Taken on my iPhone 6s (!?)

The rides on the Ayerewaddy river were stunning, each day I looked forward to watching the scenery go by as I sat in the riverboat. However, our mode of transportation was dependant on the time of year we were visiting Zin. Rainy season meant more boats, dry season meant more motorbikes. The motorbikes were not really motorbikes at all, they were more like mopeds that had mostly flat tires and cracked plastic body coverings held together with wire twist ties. In the rural areas of Myanmar, gas is sold in used alcohol bottles that sit in wooden racks on the side of the road – the moped driver would pull over at the beginning of our trek, put in a litre of gas (just enough to get to and from the destination) and give the bottle back.

We had a lot of gear

I had my gear bag on my back (about 25lb), my driver had a gear bag slung over the front of him like a backwards backpack, then another bag hung off the handlebars of the moped into the space where his feet rested. However, others had it more difficult – one of our videographers had a DJI Ronin MX gimble in a hard case. We were worried about dust getting in the mechanics so we put it in a garbage bag each day. With a backpack on, he would rest the large case in front of him between himself and the driver as we took off through the jungle. In total, there were 7-9 bikes each day, all with extra baggage on board.

Crossing the Ayeyerwady River with our motorbikes and gear.

The jungle is not an easy place to ride a moped

Each morning we would drive to the field office from our hotel about an hour away, load up on the bikes, drive 5-minutes to the river, get off and load the bikes on a small steel hulled barge and cross in two loads, then get back on the bikes for another 45-minute ride. The moped’s suspension would bottom out constantly which sent jarring shockwaves through our backs, the trails were dusty as we weaved in and over roots and dry wood.
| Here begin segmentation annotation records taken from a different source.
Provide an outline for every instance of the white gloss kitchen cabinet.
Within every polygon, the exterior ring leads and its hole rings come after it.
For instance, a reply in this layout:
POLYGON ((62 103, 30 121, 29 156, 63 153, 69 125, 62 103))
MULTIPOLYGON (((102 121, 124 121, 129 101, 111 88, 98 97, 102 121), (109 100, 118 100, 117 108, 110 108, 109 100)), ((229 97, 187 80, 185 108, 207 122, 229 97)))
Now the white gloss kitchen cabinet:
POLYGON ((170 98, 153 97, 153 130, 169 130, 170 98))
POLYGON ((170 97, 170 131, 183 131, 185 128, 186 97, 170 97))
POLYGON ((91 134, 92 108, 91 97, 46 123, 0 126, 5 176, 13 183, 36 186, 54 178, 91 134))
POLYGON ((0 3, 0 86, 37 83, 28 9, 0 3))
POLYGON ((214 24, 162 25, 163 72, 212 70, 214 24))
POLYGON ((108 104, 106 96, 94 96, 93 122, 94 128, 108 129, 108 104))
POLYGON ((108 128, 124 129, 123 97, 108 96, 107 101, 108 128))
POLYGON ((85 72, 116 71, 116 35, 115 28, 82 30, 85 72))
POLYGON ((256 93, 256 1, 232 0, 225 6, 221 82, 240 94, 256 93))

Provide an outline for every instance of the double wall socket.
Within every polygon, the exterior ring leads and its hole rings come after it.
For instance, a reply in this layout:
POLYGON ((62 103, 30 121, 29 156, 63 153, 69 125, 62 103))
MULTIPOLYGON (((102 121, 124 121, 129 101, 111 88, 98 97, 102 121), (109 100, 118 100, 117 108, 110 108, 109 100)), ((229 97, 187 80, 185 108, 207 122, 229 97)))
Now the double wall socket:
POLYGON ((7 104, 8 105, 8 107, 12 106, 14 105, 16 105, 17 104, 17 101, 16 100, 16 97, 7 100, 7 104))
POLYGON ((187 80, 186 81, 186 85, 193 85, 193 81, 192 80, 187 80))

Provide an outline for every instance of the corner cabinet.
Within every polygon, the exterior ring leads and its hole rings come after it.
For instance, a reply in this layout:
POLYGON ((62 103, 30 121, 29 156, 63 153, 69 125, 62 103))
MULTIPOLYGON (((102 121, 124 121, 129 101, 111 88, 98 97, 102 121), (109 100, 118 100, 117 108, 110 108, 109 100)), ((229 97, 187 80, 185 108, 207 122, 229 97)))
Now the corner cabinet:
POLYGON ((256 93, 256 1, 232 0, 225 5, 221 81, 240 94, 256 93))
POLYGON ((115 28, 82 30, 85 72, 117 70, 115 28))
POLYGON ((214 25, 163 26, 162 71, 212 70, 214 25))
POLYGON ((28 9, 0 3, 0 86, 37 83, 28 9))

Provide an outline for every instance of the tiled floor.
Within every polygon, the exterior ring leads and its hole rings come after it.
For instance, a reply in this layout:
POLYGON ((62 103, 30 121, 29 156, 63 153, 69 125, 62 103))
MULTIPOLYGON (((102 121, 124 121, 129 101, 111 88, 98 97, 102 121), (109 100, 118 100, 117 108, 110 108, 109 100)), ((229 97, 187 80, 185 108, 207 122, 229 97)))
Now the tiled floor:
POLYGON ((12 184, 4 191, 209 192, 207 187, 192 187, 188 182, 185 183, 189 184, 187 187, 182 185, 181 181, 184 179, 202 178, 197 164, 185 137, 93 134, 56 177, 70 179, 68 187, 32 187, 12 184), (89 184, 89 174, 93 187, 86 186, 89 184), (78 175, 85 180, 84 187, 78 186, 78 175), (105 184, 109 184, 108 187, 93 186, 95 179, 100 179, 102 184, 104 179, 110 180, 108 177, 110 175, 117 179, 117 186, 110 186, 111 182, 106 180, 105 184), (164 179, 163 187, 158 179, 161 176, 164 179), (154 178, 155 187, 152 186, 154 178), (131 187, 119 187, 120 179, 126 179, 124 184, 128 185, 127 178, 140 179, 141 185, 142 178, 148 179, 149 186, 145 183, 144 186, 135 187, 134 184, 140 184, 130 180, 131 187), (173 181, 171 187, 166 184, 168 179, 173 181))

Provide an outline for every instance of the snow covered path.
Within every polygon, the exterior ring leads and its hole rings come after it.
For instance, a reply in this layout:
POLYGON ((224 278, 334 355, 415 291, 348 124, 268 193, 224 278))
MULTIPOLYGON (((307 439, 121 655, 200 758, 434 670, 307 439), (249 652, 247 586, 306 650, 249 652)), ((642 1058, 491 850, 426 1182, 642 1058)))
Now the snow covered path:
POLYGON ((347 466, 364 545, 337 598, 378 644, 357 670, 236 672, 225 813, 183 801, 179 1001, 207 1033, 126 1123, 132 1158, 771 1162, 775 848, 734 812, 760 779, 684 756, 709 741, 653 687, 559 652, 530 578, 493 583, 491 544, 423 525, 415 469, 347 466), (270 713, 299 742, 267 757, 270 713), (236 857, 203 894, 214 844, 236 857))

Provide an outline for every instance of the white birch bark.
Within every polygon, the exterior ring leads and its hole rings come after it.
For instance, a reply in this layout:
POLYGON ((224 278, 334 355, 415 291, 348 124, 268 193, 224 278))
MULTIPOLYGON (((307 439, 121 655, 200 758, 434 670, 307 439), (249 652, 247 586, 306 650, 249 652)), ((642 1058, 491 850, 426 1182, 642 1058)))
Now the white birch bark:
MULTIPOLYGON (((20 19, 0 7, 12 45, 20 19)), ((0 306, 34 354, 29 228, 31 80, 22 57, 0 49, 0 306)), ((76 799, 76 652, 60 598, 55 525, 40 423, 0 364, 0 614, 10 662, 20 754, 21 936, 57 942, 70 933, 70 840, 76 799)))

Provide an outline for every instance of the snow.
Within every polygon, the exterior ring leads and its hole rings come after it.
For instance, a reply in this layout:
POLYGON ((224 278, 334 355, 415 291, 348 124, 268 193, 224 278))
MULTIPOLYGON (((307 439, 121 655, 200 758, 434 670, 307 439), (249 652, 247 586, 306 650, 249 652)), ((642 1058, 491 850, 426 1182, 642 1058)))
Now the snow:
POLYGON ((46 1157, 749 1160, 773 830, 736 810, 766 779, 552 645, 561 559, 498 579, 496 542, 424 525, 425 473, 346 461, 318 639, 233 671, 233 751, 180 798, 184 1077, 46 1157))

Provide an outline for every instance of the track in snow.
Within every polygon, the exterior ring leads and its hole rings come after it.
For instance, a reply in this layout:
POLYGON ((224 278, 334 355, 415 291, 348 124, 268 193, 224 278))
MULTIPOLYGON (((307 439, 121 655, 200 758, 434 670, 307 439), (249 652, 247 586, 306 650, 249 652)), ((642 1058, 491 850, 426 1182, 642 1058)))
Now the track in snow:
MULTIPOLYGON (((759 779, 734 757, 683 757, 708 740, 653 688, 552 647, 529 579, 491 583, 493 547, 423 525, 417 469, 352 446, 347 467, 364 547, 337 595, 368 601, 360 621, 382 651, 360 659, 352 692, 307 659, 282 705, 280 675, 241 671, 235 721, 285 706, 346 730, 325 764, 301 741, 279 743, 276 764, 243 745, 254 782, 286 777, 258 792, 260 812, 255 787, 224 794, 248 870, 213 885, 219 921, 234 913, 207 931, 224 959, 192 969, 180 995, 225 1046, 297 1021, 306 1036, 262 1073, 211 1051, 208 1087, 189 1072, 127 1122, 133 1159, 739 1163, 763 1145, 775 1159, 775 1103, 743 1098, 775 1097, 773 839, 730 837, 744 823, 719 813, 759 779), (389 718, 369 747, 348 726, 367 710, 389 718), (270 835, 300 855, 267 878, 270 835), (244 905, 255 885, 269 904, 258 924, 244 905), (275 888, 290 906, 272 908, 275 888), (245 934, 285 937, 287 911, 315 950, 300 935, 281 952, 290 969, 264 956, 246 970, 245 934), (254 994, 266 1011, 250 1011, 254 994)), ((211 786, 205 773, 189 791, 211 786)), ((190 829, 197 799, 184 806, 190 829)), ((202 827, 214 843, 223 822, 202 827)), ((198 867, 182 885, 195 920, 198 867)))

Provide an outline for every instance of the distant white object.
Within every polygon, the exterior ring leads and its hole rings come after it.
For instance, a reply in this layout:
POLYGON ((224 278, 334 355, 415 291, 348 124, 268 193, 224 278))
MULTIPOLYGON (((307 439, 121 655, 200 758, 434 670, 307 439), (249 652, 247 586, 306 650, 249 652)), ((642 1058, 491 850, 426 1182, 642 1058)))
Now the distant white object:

As we drove, we passed through villages with houses that stood on stilts, people were lighting fires to prepare their morning meals and stare at our convoy in confusion. Sometimes we’d get a smile and a wave, sometimes not.

This trip through the jungle was tough, but it was always worth it. We would reach Zin’s village as close to daybreak as possible and start shooting as soon as we could. Zin was always gracious, she smiled at us as we arrived and would then start her day. We followed her as she went about her routine, over time we all slowly got comfortable with each other and fell into a rhythm. Zin’s quiet confidence came through on camera, and as we spent time with her and her family we knew her story was an important one to tell.